Welcome to my letter F poost in the #AtoZChallenge on mental health. I hope you are enjoying and learning from the challenge so far. For this post, I have a few new words for you.
No, I don’t mean to discuss how mental illness impacts one’s relationship with food, though it can often change ot “It’s complicated”. I want to discuss institution food. Yes, it is as bad as you thought it’d be. We used to be able to pick something that wasn’t too bad off the menu, but now that we get the food in bulk, the nurses decide what everyone will eat. It’s so bad that if you’re a vegetarian new to the unit, you may need to wait a week or two before you get your veggie burger. I don’t know whether the same is true if you have a food intolerance.
I’ve discussed words that relate to this one, such as control and dependence. Force can only be used on people who are invooluntarily committed to the hospital or in emergency situations. For example, if someone is attacking a nurse, they don’t need to wait to get the patient sectioned before using solitary confinement or rapid tranquilization. Though force cannot be used unless a patient has been involuntarily committed or there’s an emergency, coercion can be used pretty much whenever the staff see fit.
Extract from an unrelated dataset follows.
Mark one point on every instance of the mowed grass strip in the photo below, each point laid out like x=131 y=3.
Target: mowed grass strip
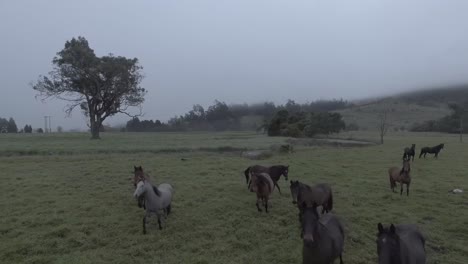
x=79 y=208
In 2008, when I was on the locked unit, I was threatened with a section or forced discharge if I didn’t consent to solitary confinement.
Until the early 1990s, the only forensic psychiatric units that existed in the Netherladns were either state hospitals or specific prison units. A person can’t be sent to a state hospital on a forensic section unless they’ve committed a violent or sexual crime. In fact, until a few years ago, people who had merely threatened violence could only be sent to a state hospital for four years at most.
Now, many regular mental institutions have forensic units. These are used as a step down from a state hospital for people who are ready for resocialization or for people convicted of less serious crimes. Forensic psychiatric units also serve people who are at risk of coming into contact with the criminal justice system.